Besides “The World’s Most Beautiful Woman” in 1955, career highlights included Golden Globe-winner “Come September,” with Rock Hudson; “Trapeze;” “Beat the Devil,” a 1953 John Huston film starring Humphrey Bogart and Jennifer Jones; and “Buona Sera, Mrs. Campbell,” which won Lollobrigida Italy’s top movie award, a David di Donatello, as best actress in 1969.
In Italy, she worked with some of the country’s top directors following the war, including Mario Monicelli, Luigi Comencini, Pietro Germi and Vittorio De Sica.Two of her more popular films at home were Comencini’s “Pane Amore Fantasia” (Bread Love Fantasy) in 1953, and the sequel a year later, “Pane Amore Gelosia” (Bread Love Jealousy).

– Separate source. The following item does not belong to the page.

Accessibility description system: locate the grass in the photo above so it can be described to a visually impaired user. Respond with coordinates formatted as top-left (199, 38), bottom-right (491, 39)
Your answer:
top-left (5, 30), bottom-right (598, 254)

In each of them, her male foil was Vittorio Gassman, one of Italy’s most leading men on the screen.
Lollobrigida was born on July 4, 1927 in Subiaco, a picturesque hill town near Rome, where her father was a furniture maker.
She began her career in beauty contests, posing for the covers of magazines and brief appearances in minor films.
But she was quickly propelled to roles in major Italian and international movies.
While Lollobrigida played some dramatic roles, her characters were most popular in lighthearted comedies, like the “Bread Love” movies.
But Lollobrigida never clicked with the Hollywood studio system and her best-known films remain those she made with Italian directors before and after her time in America.
One of her last appearances as an actress was a cameo in an Italian film in 2011.
Lollobrigida also was an accomplished sculptor, painter and photographer, and eventually essentially dropped film for the fine arts.
With her camera, she roamed the world from what was then the Soviet Union to Australia.
In 1975 she made a documentary film “Portrait of Fidel Castro,” and for years there were rumours that she had had an affair with the Cuban leader.
Last September, she failed in a bid to win a seat in the Italian parliament for a leftist political party at national elections.
When asked how she felt turning 90 in 2017, she said she felt like “30 plus 30 plus 30”.